Nvidia's possible delay of Blackwell GPUs for AI and HPC applications will not have a dramatic impact on AI server makers and the AI server market, according to Supermicro, a major server supplier. The comment by Charles Liang (via SeekingAlpha), chief executive of Supermicro, can be considered confirmation that Nvidia's next-generation B100 and B200 processors are indeed delayed as they need rework.
"We heard Nvidia may have some delay, and we treat that as a normal possibility," Liang said during the company's earnings call with financial analysts and investors. He stated, "When they introduce a new technology, new product, [there is always a chance] there will be a push out a little bit. In this case, it pushed out a little bit. But to us, I believe we have no problem to provide the customer with a new solution like H200 liquid cooling. We have a lot of customers like that. So, although we hope better deploy in the schedule, that's good for a technology company, but this push out overall impact to us. It should be not too much."
Nvidia's B100 and B200 GPUs are the industry's first products to use TSMC's CoWoS-L packaging with a Super Carrier interposer. It enables the building of system-in-packages up to six times the reticle size by using active or passive local silicon interconnect (LSI) bridges integrated into a redistribution layer (RDL) interposer (instead of a silicon interposer in the case of CoWoS-S used for H100).

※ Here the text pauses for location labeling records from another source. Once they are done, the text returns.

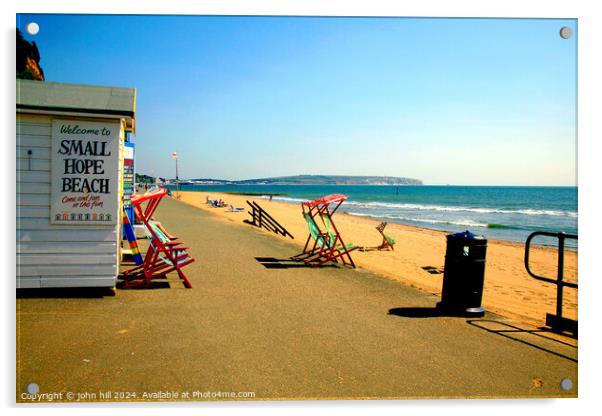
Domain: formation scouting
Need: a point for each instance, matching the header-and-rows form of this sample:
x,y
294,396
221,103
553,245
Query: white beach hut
x,y
70,141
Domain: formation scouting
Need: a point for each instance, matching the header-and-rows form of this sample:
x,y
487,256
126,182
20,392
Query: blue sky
x,y
448,101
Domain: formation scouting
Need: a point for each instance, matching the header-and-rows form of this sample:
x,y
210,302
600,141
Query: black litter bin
x,y
464,274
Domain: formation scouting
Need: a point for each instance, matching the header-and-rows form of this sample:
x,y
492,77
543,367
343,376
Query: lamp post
x,y
174,155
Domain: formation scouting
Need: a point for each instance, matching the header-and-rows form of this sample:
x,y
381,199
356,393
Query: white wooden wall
x,y
51,255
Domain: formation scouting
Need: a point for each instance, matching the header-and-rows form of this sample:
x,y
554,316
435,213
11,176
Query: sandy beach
x,y
419,256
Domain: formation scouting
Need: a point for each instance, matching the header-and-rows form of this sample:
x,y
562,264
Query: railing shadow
x,y
515,331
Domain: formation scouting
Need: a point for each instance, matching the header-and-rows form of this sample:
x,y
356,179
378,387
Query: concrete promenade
x,y
255,322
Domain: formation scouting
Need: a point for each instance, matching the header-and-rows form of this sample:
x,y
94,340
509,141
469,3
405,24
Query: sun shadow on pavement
x,y
415,312
536,338
66,293
274,263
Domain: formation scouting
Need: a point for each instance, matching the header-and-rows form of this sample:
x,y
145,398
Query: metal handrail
x,y
559,281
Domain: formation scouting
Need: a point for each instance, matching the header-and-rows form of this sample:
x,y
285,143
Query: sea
x,y
508,213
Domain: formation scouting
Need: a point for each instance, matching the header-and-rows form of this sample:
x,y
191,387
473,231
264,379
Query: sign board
x,y
128,178
84,177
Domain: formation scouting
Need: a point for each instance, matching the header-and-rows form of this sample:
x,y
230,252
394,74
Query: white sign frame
x,y
85,172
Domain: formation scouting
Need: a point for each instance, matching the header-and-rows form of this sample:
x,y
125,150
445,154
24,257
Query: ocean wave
x,y
420,207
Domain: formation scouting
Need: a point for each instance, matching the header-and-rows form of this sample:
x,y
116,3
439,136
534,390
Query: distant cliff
x,y
28,59
316,180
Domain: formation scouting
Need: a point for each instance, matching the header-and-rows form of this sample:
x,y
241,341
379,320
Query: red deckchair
x,y
164,255
327,245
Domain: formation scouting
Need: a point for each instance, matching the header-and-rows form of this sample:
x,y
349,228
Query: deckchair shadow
x,y
274,263
66,293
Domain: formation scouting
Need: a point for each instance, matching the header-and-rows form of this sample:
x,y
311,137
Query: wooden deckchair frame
x,y
163,256
332,248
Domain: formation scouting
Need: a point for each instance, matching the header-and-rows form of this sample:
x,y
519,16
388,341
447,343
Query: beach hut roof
x,y
76,99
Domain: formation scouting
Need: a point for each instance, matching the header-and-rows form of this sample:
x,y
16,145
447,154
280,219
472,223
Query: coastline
x,y
419,254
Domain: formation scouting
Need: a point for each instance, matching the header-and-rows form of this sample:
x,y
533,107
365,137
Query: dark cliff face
x,y
28,59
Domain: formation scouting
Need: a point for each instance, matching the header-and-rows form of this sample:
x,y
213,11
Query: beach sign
x,y
84,172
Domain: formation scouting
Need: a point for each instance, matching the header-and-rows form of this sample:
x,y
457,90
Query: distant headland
x,y
296,180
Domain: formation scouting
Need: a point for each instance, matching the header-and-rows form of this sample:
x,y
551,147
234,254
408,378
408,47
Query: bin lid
x,y
467,235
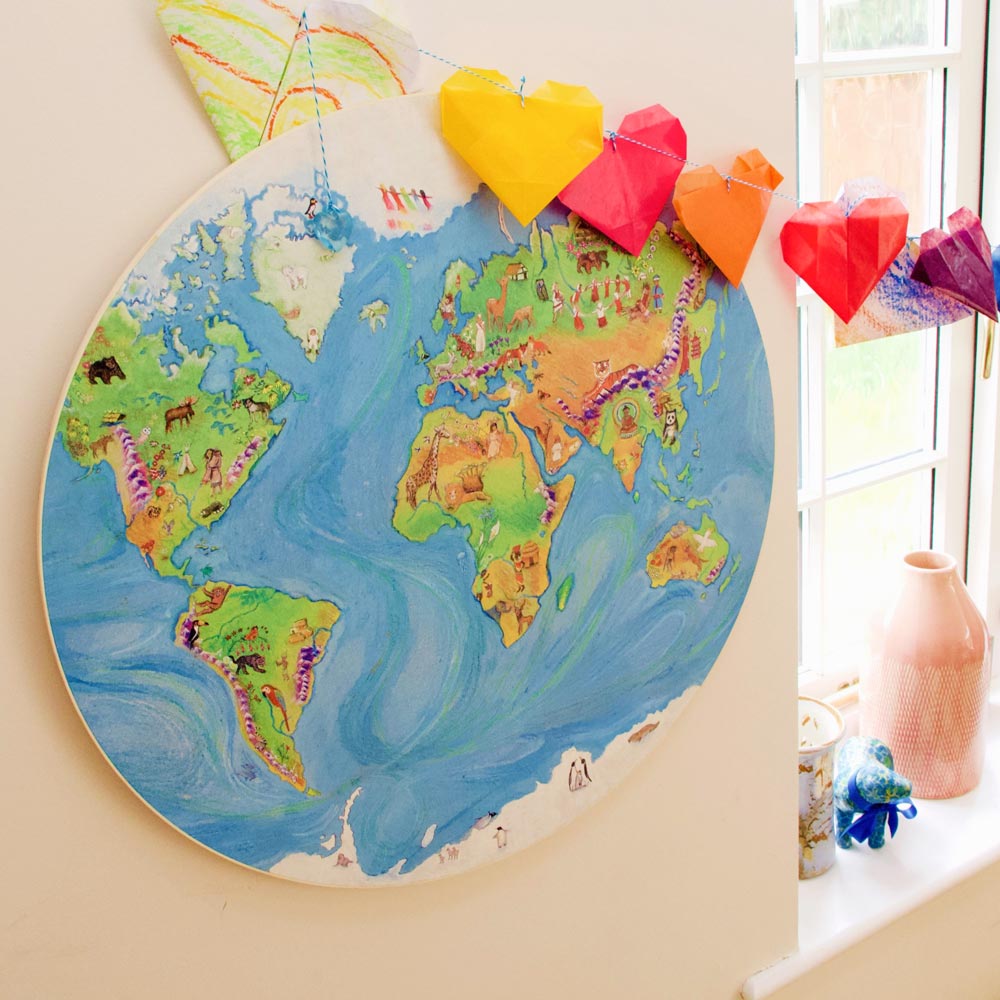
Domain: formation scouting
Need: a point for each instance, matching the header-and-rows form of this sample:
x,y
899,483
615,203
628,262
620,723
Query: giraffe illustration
x,y
427,473
495,307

The placement of the bridge dies demands exceptional precision, particularly for the bridges between the two main compute dies, as they are essential for maintaining the 10 TB/s chipset-to-chipset interconnect. A significant design issue is rumored to involve these bridge dies, necessitating their redesign. Analysts from SemiAnalysis imply that there could be a coefficient of thermal expansion (CTE) mismatch between the GPU chiplets, LSI bridges, the RDL interposer, and motherboard substrate, which causes warpage and failure of the whole SiP. It has never been officially confirmed, though. Additionally, there are reports of a required redesign of the top global routing metal layers and bumps out of the Blackwell GPU silicon, which means a multi-month delay.

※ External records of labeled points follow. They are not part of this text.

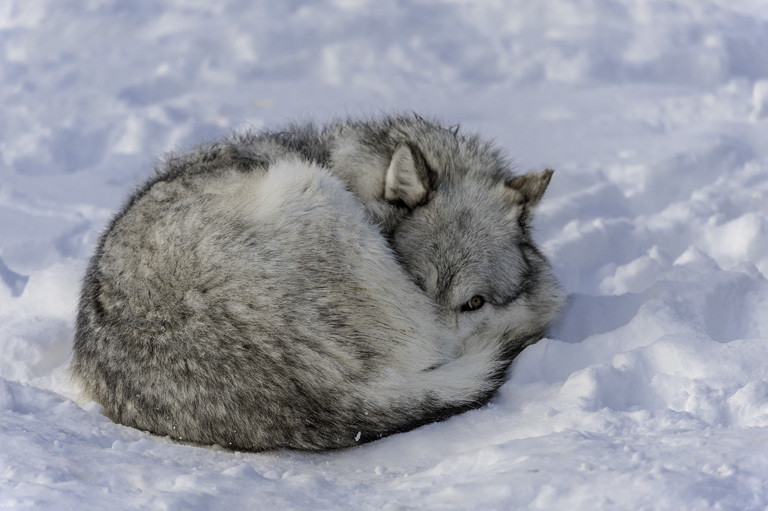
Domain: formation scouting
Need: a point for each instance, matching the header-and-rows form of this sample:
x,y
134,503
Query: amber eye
x,y
473,304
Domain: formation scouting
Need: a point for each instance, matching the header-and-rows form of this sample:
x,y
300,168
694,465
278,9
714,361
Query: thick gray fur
x,y
314,288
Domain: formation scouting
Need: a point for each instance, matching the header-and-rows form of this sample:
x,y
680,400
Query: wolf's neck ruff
x,y
245,298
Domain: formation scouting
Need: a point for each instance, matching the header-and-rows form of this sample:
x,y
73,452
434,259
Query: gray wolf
x,y
314,287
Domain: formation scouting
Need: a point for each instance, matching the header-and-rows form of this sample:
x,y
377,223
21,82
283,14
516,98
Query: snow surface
x,y
652,392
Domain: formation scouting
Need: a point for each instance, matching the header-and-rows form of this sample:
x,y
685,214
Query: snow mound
x,y
651,391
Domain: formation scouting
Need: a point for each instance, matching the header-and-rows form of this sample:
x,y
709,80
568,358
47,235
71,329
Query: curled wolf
x,y
314,288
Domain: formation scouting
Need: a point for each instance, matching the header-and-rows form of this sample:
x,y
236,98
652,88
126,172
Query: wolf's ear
x,y
527,190
408,177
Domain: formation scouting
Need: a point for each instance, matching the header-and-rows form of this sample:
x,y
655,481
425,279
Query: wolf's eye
x,y
474,303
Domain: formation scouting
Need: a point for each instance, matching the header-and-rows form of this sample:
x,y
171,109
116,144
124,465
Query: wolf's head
x,y
464,236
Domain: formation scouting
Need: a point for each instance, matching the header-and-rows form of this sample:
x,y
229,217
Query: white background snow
x,y
652,392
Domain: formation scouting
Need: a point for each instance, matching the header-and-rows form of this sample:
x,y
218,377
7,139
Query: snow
x,y
652,390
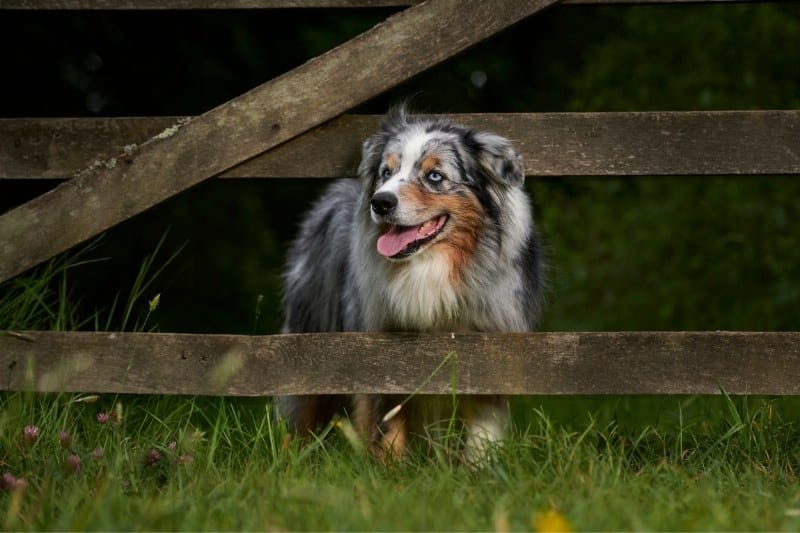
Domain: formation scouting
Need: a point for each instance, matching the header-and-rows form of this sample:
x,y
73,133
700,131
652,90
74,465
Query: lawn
x,y
87,462
168,463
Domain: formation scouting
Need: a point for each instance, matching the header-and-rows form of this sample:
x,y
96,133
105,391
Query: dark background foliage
x,y
626,253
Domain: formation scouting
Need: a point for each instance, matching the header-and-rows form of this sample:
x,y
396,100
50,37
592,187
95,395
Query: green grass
x,y
203,463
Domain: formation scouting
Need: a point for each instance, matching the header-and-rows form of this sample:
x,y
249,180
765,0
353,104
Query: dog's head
x,y
435,185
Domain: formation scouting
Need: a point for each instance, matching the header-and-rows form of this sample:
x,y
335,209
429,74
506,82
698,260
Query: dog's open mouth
x,y
399,242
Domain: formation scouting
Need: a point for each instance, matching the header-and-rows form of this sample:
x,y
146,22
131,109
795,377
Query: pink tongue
x,y
398,238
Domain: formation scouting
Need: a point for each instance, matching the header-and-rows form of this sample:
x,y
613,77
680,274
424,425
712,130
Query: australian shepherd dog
x,y
436,235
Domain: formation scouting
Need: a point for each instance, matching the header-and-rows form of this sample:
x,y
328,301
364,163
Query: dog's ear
x,y
372,150
499,159
371,153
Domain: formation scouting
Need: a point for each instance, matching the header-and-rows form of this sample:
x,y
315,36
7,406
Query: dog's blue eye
x,y
434,177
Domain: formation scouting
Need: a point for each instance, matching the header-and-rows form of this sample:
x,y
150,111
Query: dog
x,y
437,234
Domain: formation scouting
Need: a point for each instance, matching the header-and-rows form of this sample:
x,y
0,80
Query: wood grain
x,y
265,4
552,144
535,363
178,158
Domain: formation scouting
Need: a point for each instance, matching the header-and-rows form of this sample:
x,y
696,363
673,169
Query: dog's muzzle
x,y
383,203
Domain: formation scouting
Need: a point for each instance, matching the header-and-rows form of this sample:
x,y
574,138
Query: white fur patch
x,y
421,294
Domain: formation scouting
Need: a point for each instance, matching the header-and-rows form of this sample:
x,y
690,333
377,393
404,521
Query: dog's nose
x,y
383,203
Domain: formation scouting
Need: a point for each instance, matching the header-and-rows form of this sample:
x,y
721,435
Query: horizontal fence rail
x,y
268,4
186,154
552,144
479,363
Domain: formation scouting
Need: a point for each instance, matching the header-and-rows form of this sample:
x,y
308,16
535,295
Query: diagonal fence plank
x,y
188,153
331,363
552,144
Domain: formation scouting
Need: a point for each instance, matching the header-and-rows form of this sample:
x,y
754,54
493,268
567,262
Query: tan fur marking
x,y
466,224
394,441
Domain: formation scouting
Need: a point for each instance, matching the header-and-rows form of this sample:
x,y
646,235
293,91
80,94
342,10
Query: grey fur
x,y
337,281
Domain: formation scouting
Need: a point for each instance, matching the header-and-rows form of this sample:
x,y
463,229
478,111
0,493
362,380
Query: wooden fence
x,y
116,168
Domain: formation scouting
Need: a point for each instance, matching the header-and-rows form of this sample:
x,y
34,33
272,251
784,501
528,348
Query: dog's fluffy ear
x,y
372,150
371,153
499,159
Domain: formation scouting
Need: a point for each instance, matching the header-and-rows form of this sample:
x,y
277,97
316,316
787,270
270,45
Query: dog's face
x,y
435,186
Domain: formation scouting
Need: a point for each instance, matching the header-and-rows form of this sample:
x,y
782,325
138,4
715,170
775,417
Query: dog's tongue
x,y
398,238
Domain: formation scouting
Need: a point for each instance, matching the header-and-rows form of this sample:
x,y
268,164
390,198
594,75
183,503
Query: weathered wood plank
x,y
552,144
187,154
536,363
268,4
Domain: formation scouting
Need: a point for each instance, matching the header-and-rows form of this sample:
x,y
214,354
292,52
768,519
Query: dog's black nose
x,y
383,203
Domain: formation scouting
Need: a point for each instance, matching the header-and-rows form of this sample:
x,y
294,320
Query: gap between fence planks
x,y
402,363
552,144
269,4
184,155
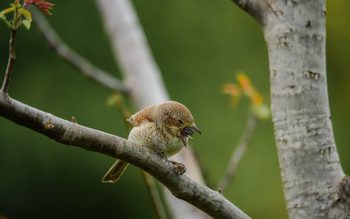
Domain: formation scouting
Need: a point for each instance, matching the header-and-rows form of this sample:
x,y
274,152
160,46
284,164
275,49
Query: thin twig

SemiAnalysis reports that Nvidia will still produce 1000W B200 in low volumes in Q4 2024 for HGX servers, as planned, partly due to limited CoWoS-L capacity and partly due to the aforementioned issues. Also, high-end GB200-based NVL36 and NVL72 servers (using 1200W B200) will be available to some customers, albeit in low volumes in the fourth quarter.
To fulfill the demand for lower-end and mid-range AI systems, Nvidia is working on its B200A product featuring a monolithic B102 silicon with 144 GB (four stacks) of HBM3E and packaged using good-old CoWoS-S (or competing technologies from Amkor, ASE, SPIL, or even Samsung). This part is due in the second quarter of 2025. The new model will be available in 700W and 1000W HGX form factors, featuring up to 144GB of HBM3E memory and up to 4 TB/s of memory bandwidth. However, it is essential to note that this offers less memory bandwidth than the H200. However, whether the B102 die has anything to do with the graphics-oriented GB202 processor for graphics cards is unclear.

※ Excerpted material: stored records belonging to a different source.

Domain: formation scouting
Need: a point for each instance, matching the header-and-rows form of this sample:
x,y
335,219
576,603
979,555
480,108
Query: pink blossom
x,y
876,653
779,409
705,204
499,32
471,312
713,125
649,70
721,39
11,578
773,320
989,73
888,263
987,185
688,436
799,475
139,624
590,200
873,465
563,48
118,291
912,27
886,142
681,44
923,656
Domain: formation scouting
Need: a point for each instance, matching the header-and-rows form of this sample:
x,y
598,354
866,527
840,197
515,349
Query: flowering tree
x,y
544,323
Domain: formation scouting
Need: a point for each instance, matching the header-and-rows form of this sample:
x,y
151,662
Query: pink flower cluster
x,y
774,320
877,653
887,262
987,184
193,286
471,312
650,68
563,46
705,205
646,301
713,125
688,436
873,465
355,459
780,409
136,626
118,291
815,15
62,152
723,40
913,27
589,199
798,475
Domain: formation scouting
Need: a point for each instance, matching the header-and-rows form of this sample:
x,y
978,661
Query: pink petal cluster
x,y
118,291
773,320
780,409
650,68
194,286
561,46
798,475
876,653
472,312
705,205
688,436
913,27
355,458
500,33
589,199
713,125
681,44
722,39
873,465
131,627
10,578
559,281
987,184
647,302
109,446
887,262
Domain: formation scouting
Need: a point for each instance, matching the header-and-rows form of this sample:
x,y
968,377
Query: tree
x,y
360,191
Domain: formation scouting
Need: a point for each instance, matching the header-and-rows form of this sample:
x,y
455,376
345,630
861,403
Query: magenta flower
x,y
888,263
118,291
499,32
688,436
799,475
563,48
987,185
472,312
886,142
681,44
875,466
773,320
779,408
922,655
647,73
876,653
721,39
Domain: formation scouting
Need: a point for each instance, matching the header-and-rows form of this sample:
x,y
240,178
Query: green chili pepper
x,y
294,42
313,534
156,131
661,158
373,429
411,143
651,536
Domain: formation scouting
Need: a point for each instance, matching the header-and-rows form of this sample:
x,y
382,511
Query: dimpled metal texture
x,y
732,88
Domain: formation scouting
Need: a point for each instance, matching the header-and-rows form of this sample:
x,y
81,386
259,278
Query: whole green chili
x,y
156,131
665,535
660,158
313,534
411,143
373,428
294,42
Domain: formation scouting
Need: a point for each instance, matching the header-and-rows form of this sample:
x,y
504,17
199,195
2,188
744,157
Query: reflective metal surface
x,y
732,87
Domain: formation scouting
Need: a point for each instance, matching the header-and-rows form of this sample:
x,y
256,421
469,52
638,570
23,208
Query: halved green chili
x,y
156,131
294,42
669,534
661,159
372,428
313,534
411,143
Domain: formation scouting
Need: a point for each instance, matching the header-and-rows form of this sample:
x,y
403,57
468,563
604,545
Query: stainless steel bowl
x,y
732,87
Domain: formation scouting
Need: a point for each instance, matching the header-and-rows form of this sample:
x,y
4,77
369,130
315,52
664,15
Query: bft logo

We do not know whether Nvidia plans to redesign the original B200, its LSI, or the package itself. Still, SemiAnalysis claims that Nvidia is working on the mid-generation upgrade of the Blackwell series called the Blackwell Ultra. The 'Ultra' lineup will use two chiplets, CoWoS-L packaging, formally called B210 or B200 Ultra. The Blackwell Ultra includes a memory upgrade to up to 288 GB of 12Hi HBM3E and a performance boost in FLOPS of up to 50%.
Nvidia's B210/B200 Ultra is expected to be available in 1000W and 1200W versions sometime in Q3 2025, so the delay of high-end, high-volume Blackwell GPUs seems significant. Considering the demand for AI servers in general and Nvidia's H100/H200 GPUs, the green company will likely manage to navigate its B200-related issues.